"She has none. Doctor Brown said she once told him so: none nearer than the Brithwoods of the Mythe—and we know what the Brithwoods are."
A young gentleman and his young wife—proverbially the gayest, proudest, most light-hearted of all our country families.
"Nay, Phineas, I will not have you trouble yourself. And after all, they are mere strangers—mere strangers. Come, sit down to breakfast."
But he could not eat. He could not talk of ordinary things. Every minute he fell into abstractions. At length he said, suddenly:
"Phineas, I do think it is wicked, downright wicked, for a doctor to be afraid of telling a patient he is going to die—more wicked, perhaps, to keep the friends in ignorance until the last stunning blow falls. She ought to be told: she must be told: she may have many things to say to her poor father. And God help her! for such a stroke she ought to be a little prepared. It might kill her else!"

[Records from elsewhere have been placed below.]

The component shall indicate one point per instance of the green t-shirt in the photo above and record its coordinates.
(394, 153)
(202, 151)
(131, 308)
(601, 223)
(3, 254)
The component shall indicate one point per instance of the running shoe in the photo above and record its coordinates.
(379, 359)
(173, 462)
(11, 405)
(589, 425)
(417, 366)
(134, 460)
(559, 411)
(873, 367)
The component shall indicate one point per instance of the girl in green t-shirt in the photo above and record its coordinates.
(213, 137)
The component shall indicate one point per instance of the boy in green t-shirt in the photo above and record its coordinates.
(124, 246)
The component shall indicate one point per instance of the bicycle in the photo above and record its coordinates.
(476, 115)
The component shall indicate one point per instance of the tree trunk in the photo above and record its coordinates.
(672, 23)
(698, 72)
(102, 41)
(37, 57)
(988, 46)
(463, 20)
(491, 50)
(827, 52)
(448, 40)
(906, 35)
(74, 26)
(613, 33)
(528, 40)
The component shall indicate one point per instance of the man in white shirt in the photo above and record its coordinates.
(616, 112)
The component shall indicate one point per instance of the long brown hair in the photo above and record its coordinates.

He rose up and walked about the room. The seal once taken from his reserve, he expressed himself to me freely, as he had used to do—perhaps because at this time his feelings required no disguise. The dreams which might have peopled that beautiful sunset wood necessarily faded in an atmosphere like this—filled with the solemn gloom of impending death.
At last he paused in his hurried walk, quieted, perhaps, by what he might have read in my ever-following eyes.
"I know you are as grieved as I am, Phineas. What can we do? Let us forget that they are strangers, and act as one Christian ought to another. Do YOU not think she ought to be told?"
"Most decidedly. They might get further advice."
"That would be vain. Dr. Brown says it is a hopeless case, has been so for long; but he would not believe it, nor have his daughter told. He clings to life desperately. How horrible for her!"